Question

A system described by a linear, constant coefficient, ordinary, first order differential equation has an exact solution given by y(t) for y > 0, when the forcing function is x(t) and the initial condition is y(0). If one wishes to modify the system so that the solution becomes -2y(t) for t > 0, we need to

• A. change the initial condition to -y(0) and the forcing function to 2x(t)
• B. change the initial condition to 2y(0) and the forcing function to (t)
• C. change the initial condition to $j\sqrt{2}y\left(0\right)$ and the forcing function to $j\sqrt{2}x\left(t\right)$
• D. change the initial condition to -2y(0) and the forcing function to -2x(t)

Answer 1

The correct option is D change the initial condition to -2y(0) and the forcing function to -2x(t)

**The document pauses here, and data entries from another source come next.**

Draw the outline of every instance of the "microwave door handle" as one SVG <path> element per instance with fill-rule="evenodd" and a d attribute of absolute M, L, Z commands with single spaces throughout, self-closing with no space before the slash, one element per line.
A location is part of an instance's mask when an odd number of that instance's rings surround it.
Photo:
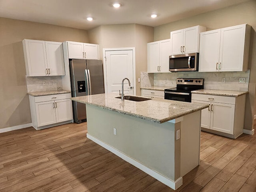
<path fill-rule="evenodd" d="M 190 58 L 191 58 L 191 56 L 188 57 L 188 68 L 190 69 L 191 68 L 190 67 Z"/>

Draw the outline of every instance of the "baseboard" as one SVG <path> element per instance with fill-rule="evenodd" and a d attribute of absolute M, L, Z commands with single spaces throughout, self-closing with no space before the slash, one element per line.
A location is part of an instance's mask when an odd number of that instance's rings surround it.
<path fill-rule="evenodd" d="M 165 185 L 167 185 L 168 187 L 170 187 L 174 190 L 178 189 L 182 184 L 182 177 L 180 177 L 176 181 L 173 181 L 159 174 L 158 173 L 156 172 L 155 171 L 150 169 L 147 167 L 146 167 L 144 165 L 142 164 L 139 162 L 130 158 L 130 157 L 127 156 L 125 154 L 123 153 L 120 151 L 119 151 L 118 150 L 113 148 L 113 147 L 102 142 L 102 141 L 99 140 L 98 139 L 95 138 L 95 137 L 90 135 L 88 133 L 87 134 L 87 137 L 89 139 L 92 140 L 94 142 L 97 143 L 102 147 L 104 147 L 105 149 L 108 150 L 110 152 L 112 152 L 118 157 L 122 158 L 125 161 L 128 162 L 130 164 L 132 164 L 132 165 L 134 165 L 137 168 L 140 169 L 140 170 L 145 172 L 146 174 L 154 177 L 160 182 L 163 183 Z"/>
<path fill-rule="evenodd" d="M 248 130 L 247 129 L 244 129 L 243 130 L 243 132 L 248 135 L 252 135 L 254 134 L 254 129 L 253 129 L 252 130 Z"/>
<path fill-rule="evenodd" d="M 14 130 L 17 130 L 18 129 L 23 129 L 23 128 L 26 128 L 27 127 L 31 127 L 32 126 L 32 123 L 30 123 L 27 124 L 24 124 L 24 125 L 14 126 L 13 127 L 7 127 L 6 128 L 4 128 L 3 129 L 0 129 L 0 133 L 4 133 L 5 132 L 8 132 L 8 131 L 13 131 Z"/>

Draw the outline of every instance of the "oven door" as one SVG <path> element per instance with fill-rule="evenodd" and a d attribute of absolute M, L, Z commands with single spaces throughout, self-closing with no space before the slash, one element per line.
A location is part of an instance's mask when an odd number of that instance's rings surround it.
<path fill-rule="evenodd" d="M 164 99 L 191 102 L 191 94 L 164 91 Z"/>

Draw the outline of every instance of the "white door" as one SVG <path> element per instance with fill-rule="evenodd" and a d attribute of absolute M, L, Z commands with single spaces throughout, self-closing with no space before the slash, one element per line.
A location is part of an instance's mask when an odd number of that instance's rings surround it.
<path fill-rule="evenodd" d="M 72 101 L 70 99 L 55 101 L 56 122 L 62 122 L 72 119 Z"/>
<path fill-rule="evenodd" d="M 106 50 L 106 74 L 107 92 L 118 93 L 121 90 L 121 82 L 126 77 L 130 80 L 131 86 L 134 87 L 134 64 L 133 50 Z M 133 95 L 134 89 L 128 88 L 128 81 L 124 84 L 125 94 Z"/>
<path fill-rule="evenodd" d="M 223 133 L 233 134 L 235 105 L 212 102 L 211 128 Z"/>
<path fill-rule="evenodd" d="M 171 54 L 183 54 L 183 29 L 171 32 Z"/>
<path fill-rule="evenodd" d="M 46 101 L 36 103 L 37 126 L 44 126 L 56 122 L 54 103 Z"/>
<path fill-rule="evenodd" d="M 70 59 L 84 59 L 84 43 L 68 42 L 68 58 Z"/>
<path fill-rule="evenodd" d="M 244 24 L 221 29 L 221 71 L 242 71 L 245 27 Z"/>
<path fill-rule="evenodd" d="M 84 56 L 87 59 L 99 59 L 98 45 L 90 43 L 84 44 Z"/>
<path fill-rule="evenodd" d="M 25 40 L 25 43 L 29 74 L 28 76 L 45 76 L 47 63 L 44 42 Z"/>
<path fill-rule="evenodd" d="M 198 52 L 198 27 L 196 26 L 184 29 L 183 33 L 183 51 L 184 53 Z"/>
<path fill-rule="evenodd" d="M 159 71 L 159 42 L 148 44 L 148 72 Z"/>
<path fill-rule="evenodd" d="M 62 43 L 46 41 L 45 46 L 49 75 L 65 75 Z"/>
<path fill-rule="evenodd" d="M 160 66 L 159 71 L 162 73 L 169 72 L 169 56 L 171 55 L 170 39 L 160 41 Z"/>
<path fill-rule="evenodd" d="M 220 29 L 200 34 L 199 71 L 218 70 L 220 42 Z"/>

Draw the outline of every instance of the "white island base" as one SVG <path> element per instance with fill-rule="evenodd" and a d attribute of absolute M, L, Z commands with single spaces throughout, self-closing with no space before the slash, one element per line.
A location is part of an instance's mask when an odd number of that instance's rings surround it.
<path fill-rule="evenodd" d="M 86 111 L 88 138 L 174 190 L 199 164 L 200 110 L 161 124 L 94 105 Z"/>

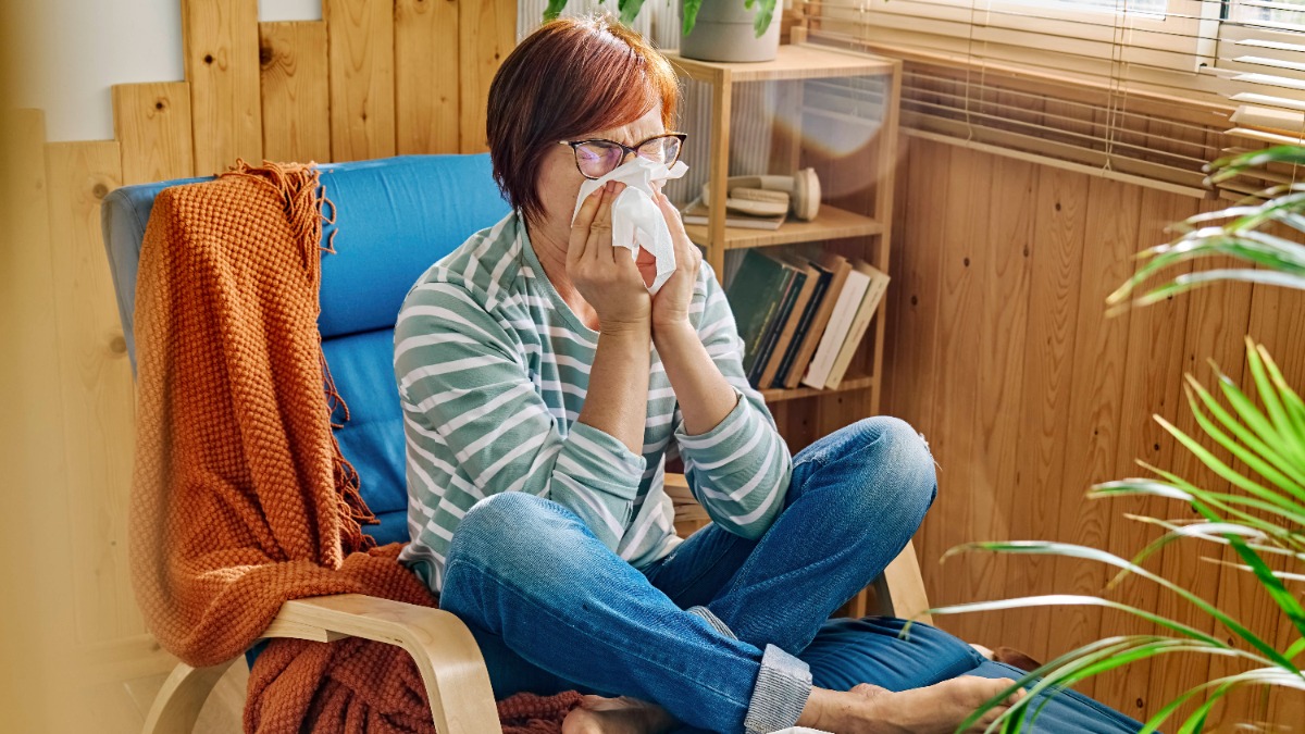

Consider first order differential equation is Linear form with constant coefficient

$\frac{dy}{dt}+ay=x\left(t\right)$

then, integrating factor

I.F = $e^{\int adt}$

& solution is

y (I.F) = $\int x\left(t\right).I.Fdt+c$

$\Rightarrow y=\frac{1}{I.F}\int x\left(t\right).IFdt+\frac{C}{IF}$

$\because$ C can be evaluated using initial condition so we can take y(0) = $\frac{C}{I.F}$

So, $y\left(t\right)=\frac{1}{I.F}\int x\left(t\right)I.Fdt+y\left(0\right)$

Multiply both sides with (-2)

or $-2y\left(t\right)=\frac{-2}{I.F}\int x\left(t\right)I.F.dt+(-2)y\left(0\right)$

$-2y\left(t\right)=\frac{1}{I.F}\int [-2x(t\left)\right]I.F.dt+[-2y(0\left)\right]$

Hence, for the solution to be -2y(t), we have to change x(t) by -2x(t) and the initial condition y(0) by -2y(0).